Description
The Sailfish 12 (or Alcort Sailfish, often just called the Sailfish) is a classic American plywood daysailer/board boat from the post-WWII era, introduced in 1945 by Alcort Inc. (founded by Alex Bryan and Cortlandt "Cort" Heniger). It's the direct predecessor to the iconic Sunfish—essentially the boat that started the modern sit-on-top, lightweight sailing phenomenon in the US. The original Sailfish was a flat-decked, hollow-hulled "sit-on" design (no cockpit well initially), ultra-simple, affordable, and marketed as the "world's wettest, sportiest boat" in LIFE magazine features. It was available as a kit or built boat, with plywood construction, wood spars, and a lateen rig for easy setup and fun on lakes, ponds, or calm coastal waters.

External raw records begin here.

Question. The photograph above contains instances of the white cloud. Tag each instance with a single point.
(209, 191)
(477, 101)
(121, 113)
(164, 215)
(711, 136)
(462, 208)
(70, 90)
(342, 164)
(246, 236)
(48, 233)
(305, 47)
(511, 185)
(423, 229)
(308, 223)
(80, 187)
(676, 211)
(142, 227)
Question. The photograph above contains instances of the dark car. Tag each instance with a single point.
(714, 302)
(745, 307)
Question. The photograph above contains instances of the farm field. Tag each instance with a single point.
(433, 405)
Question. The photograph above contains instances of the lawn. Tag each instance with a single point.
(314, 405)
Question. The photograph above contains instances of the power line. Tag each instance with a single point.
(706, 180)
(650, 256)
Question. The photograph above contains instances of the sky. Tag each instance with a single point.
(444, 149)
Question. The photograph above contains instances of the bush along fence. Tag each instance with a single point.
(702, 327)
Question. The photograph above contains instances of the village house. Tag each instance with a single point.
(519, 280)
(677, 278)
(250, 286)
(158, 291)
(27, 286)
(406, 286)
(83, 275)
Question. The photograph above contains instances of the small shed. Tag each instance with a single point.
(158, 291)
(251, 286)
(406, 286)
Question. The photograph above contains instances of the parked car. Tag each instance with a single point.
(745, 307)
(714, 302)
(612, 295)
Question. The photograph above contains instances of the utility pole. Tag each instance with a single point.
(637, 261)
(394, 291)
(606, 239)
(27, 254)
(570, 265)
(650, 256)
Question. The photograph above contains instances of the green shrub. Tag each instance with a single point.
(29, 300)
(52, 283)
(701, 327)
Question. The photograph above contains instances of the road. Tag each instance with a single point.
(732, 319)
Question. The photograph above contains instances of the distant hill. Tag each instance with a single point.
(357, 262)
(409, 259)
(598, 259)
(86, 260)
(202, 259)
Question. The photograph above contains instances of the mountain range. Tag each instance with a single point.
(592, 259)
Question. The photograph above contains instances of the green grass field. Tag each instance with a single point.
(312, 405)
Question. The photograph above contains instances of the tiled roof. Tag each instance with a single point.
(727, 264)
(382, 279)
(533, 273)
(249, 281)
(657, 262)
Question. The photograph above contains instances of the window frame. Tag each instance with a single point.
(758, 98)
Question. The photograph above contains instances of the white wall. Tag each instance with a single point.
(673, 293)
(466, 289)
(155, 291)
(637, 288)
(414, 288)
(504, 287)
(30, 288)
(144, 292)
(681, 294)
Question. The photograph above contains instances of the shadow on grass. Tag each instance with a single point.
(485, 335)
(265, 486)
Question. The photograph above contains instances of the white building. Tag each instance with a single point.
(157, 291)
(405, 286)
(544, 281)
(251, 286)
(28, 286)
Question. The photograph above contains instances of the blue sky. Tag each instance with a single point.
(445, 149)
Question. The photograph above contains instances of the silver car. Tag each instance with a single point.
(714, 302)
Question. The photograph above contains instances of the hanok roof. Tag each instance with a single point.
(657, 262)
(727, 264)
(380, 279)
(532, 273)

The Deluxe versions (from around 1951) added features like a dri-deck coaming (raised edges for less water ingress), colored sails, and better hardware, while a 14-foot variant was introduced later. By the early 1960s, Alcort evolved it into the Sunfish (adding a small cockpit footwell for comfort and widening the beam slightly for stability). The Sailfish is lighter and more minimalist—pure splashy fun for 1–2 people, car-toppable, and virtually unsinkable due to enclosed air volume.